4) 32-bit versus 64-bit and tight loops
Benchmarks invariably perform their tests in "tight loops", which means a small bit of code that is looped through rapidly many times. If properly calibrated (meaning looping through it without performing anything to get a "reference" value) this kind of tight loop can quite efficiently measure how well a specific, single instruction is executed. This is, however, not the kind of behavior you'd encounter when browsing webpages, where you would normally have a large number of different instructions one after the other. Testing in tight loops may therefore not give you any sort of conclusive result; it can only be seen as an indication of what overall browser speed could be if not influenced by other factors.
This also brings me to testing 32-bit and 64-bit browsers against each other. Because of these tight loops and functions in a browser usually not using 64-bit address space or big variables, the benchmarks won't specifically test what a 64-bit browser is strong at. Tight loop testing also brings in another factor: because a 64-bit processor uses twice as large registers, you are inherently pushing twice as much data through your hardware. Tight loops are specifically sensitive to the amount of data that is passed to and from the processor, and you should always take this into account when comparing test results between a 32-bit and 64-bit browser. You can expect 64-bit browsers to score (quite a bit) lower than their 32-bit counterparts; this doesn't mean that the browser is slower, though, just that the test isn't measuring the full capacity of the browser.

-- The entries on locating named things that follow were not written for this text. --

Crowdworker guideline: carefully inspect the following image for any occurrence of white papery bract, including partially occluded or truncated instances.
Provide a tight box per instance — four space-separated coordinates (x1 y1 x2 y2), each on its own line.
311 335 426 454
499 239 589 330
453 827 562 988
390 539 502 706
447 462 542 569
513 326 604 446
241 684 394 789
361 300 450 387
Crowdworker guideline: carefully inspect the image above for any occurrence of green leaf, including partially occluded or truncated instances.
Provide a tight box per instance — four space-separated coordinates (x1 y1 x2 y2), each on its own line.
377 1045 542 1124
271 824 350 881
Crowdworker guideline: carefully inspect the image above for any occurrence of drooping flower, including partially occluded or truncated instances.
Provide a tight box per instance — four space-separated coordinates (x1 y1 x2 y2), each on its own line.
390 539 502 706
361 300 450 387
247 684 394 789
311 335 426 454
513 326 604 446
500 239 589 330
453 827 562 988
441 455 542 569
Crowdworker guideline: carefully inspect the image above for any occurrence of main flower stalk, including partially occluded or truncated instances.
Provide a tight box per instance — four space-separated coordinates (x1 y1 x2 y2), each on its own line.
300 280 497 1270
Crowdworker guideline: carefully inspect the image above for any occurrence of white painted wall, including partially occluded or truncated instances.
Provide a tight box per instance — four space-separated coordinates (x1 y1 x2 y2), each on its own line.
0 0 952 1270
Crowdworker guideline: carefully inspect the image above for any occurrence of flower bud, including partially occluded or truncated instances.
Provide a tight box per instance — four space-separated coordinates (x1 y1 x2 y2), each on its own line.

5) Bias, bugs, and cheating
Benchmarks can be (horribly) biased to favor one particular browser. This is especially the case if the benchmark is created and operated by the people who also put out the browser to be tested (or are affiliated with) - it's not scientifically sound to write a test to prove your own theory, and writing a test to prove your browser faster than any other out there isn't too hard if you bias the test specifically to what you know your browser's strengths are. This is the reason why, even if I could, I have not written a benchmark myself; being the Pale Moon developer, I would (subconsciously) likely be influenced in writing my benchmark by my in-depth knowledge of the code and optimizations, or be accused of such easily enough even if I write it fully objectively.
Benchmarks or browsers can also have bugs that cause the measured results to be wrong. You are inherently using the browser's internal scripting to measure the performance of the browser. You can't rely on using the very thing you test to provide unbiased, objective results.
When building a browser, especially when using profile-guided optimization (PGO, a technique that builds the browser, then lets you run it while recording "normal use" of the browser, and fine-tuning building to that by biasing the final build towards the functions that are actually seen used), you can also cheat benchmarks by making sure the specific functions used in benchmarking are compiled to execute as fast as possible, at the expense of all other functions of the browser. For example, if a build would be made where the "profiling run" is used to do nothing but mathematical calculations, then the final build would be exceedingly good at them, but at the expense of, e.g., rendering graphics or networking.
The conclusion is that benchmarks can't be used to draw hard (or regularly even any) conclusions. Plain and simple: they are an indication, nothing more. They serve well if you compare closely related siblings (e.g. Firefox and Iceweasel) or different builds of the exact same browser, to get a relative performance difference between the two on the limited subset of what is actually tested, but that's about as far as it goes.